Poster
in
Workshop: 7th Robot Learning Workshop: Towards Robots with Human-Level Abilities
SAM2Act: Integrating Visual Foundation Model with A Memory Architecture for Robotic Manipulation
Haoquan Fang · Markus Grotz · Wilbert Pumacay · Yi Ru Wang · Dieter Fox · Ranjay Krishna · Jiafei Duan
Sat 26 Apr 5:55 p.m. PDT — 3 a.m. PDT
Robotic manipulation systems operating in diverse, dynamic environments must exhibit three critical abilities: generalization to unseen scenarios, multitask interaction, and spatial memory. While significant progress has been made in robotic manipulation, existing approaches often fall short in addressing memory-dependent tasks and generalization to complex environmental variations. To bridge this gap, we introduce SAM2Act, a multi-view robotic transformer that leverages multi-resolution upsampling and visual representations from large-scale foundation models. SAM2Act achieves a state-of-the-art average success rate of 86.8% across 18 tasks in the RLBench benchmark, and demonstrates robust generalization on The Colosseum benchmark, with only a 4.3% performance drop under diverse environmental perturbations.

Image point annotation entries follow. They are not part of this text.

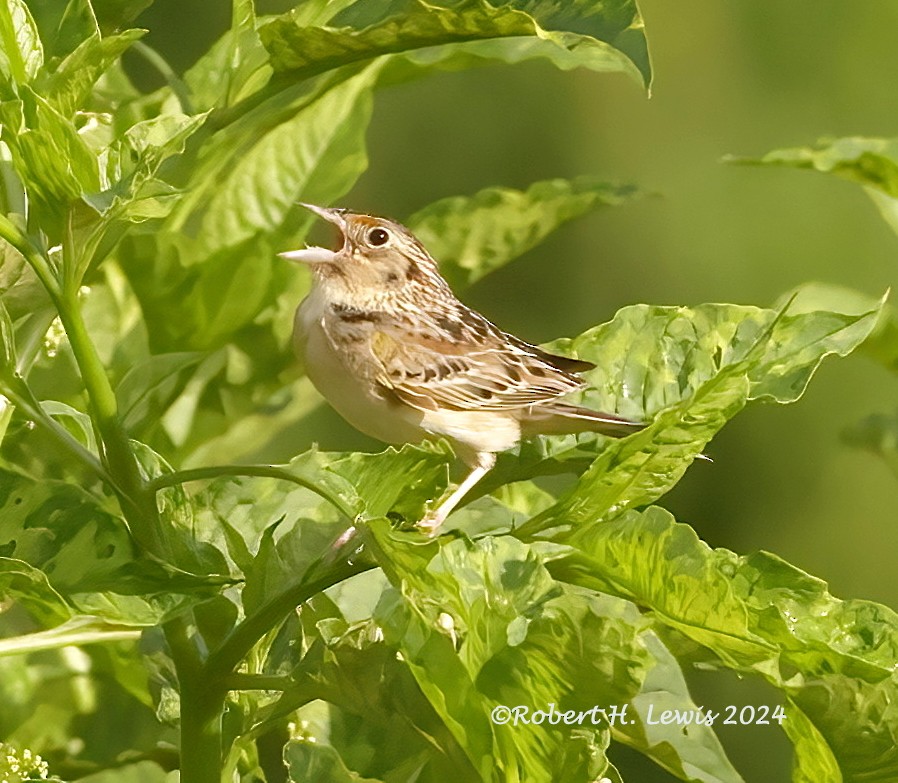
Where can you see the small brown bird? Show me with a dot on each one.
(386, 342)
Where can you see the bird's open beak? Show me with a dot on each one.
(317, 255)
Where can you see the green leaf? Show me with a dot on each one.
(29, 587)
(692, 369)
(316, 154)
(50, 157)
(76, 631)
(85, 555)
(870, 162)
(142, 772)
(833, 659)
(877, 433)
(66, 24)
(609, 38)
(234, 68)
(69, 86)
(311, 761)
(472, 236)
(151, 385)
(21, 53)
(20, 290)
(115, 14)
(483, 624)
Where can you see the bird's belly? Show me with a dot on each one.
(349, 396)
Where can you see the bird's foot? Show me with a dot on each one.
(431, 522)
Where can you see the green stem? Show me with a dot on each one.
(266, 471)
(35, 259)
(202, 707)
(222, 662)
(138, 504)
(24, 398)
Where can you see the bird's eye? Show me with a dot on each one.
(377, 237)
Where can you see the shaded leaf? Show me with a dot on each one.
(327, 136)
(870, 162)
(311, 761)
(472, 236)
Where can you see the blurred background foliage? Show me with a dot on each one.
(742, 77)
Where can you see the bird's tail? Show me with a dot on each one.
(561, 418)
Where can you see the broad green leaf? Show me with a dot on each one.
(29, 587)
(692, 369)
(609, 38)
(76, 422)
(218, 248)
(151, 386)
(85, 554)
(141, 772)
(66, 24)
(235, 67)
(813, 758)
(472, 236)
(51, 159)
(68, 87)
(317, 154)
(834, 660)
(870, 162)
(20, 290)
(115, 14)
(21, 52)
(484, 624)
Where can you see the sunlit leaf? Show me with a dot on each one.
(21, 52)
(835, 660)
(70, 84)
(608, 38)
(688, 370)
(484, 624)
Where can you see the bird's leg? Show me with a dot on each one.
(483, 464)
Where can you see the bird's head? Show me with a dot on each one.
(378, 256)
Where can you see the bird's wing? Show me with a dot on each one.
(463, 362)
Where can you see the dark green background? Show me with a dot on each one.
(739, 77)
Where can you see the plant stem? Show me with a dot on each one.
(222, 662)
(36, 260)
(202, 706)
(267, 471)
(24, 398)
(167, 72)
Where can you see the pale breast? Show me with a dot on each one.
(352, 397)
(335, 363)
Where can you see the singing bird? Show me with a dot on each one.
(391, 348)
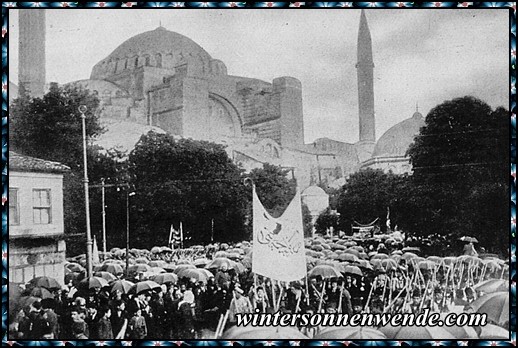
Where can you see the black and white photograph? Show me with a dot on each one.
(258, 174)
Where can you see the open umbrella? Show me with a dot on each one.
(380, 257)
(146, 285)
(122, 285)
(200, 263)
(26, 301)
(408, 256)
(166, 278)
(263, 333)
(113, 268)
(106, 276)
(354, 270)
(139, 268)
(41, 293)
(416, 333)
(219, 262)
(141, 260)
(492, 285)
(427, 265)
(75, 277)
(389, 264)
(434, 258)
(493, 332)
(495, 305)
(157, 263)
(180, 268)
(74, 267)
(347, 257)
(325, 271)
(44, 282)
(349, 333)
(93, 283)
(198, 274)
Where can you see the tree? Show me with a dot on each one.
(460, 161)
(274, 189)
(187, 181)
(326, 220)
(366, 196)
(50, 128)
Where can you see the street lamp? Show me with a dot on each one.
(82, 110)
(128, 195)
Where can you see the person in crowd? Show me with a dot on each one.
(186, 316)
(50, 316)
(104, 326)
(79, 328)
(239, 305)
(119, 320)
(137, 328)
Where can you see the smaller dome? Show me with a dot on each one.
(314, 191)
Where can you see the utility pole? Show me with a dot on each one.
(82, 110)
(104, 218)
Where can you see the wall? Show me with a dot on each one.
(27, 261)
(36, 250)
(25, 183)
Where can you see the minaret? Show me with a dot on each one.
(31, 48)
(364, 68)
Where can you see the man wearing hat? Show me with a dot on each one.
(239, 304)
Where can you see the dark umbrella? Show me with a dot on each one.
(495, 305)
(325, 271)
(349, 333)
(263, 333)
(146, 285)
(166, 278)
(416, 333)
(106, 276)
(41, 293)
(122, 285)
(45, 282)
(93, 283)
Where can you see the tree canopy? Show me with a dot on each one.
(187, 181)
(460, 161)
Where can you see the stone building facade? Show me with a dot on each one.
(36, 225)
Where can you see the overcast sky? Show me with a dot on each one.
(425, 56)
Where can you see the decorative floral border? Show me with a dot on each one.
(5, 37)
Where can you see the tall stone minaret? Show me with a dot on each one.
(364, 68)
(31, 51)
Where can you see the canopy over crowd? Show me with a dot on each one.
(194, 293)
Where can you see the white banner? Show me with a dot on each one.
(278, 249)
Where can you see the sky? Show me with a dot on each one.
(423, 56)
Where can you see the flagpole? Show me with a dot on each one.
(181, 235)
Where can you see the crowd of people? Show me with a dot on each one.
(344, 276)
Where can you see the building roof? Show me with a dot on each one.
(314, 191)
(24, 163)
(397, 139)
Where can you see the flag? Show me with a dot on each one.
(388, 218)
(95, 253)
(278, 248)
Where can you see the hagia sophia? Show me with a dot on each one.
(164, 81)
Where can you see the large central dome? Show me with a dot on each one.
(155, 41)
(397, 139)
(157, 48)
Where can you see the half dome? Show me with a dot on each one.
(396, 140)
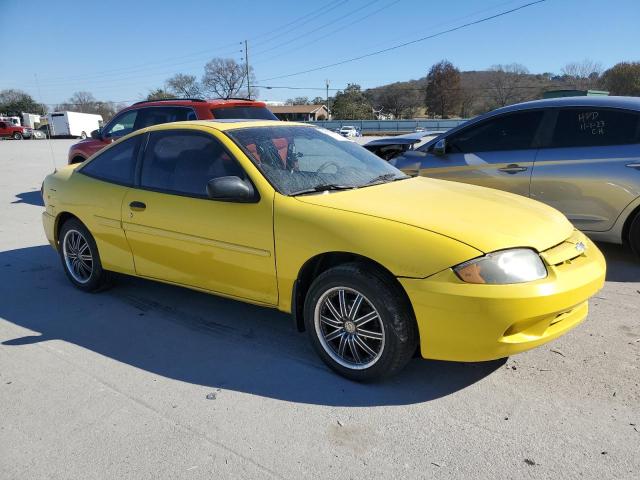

Building on this foundation, we propose SAM2Act+, a memory-augmented architecture inspired by SAM2, which incorporates a memory bank and attention mechanism for spatial memory. To address the need for evaluating memory-dependent tasks, we introduce MemoryBench, a novel benchmark designed to assess spatial memory and action recall in robotic manipulation. SAM2Act+ achieves competitive performance on MemoryBench, significantly outperforming existing approaches and pushing the boundaries of memory-enabled robotic systems.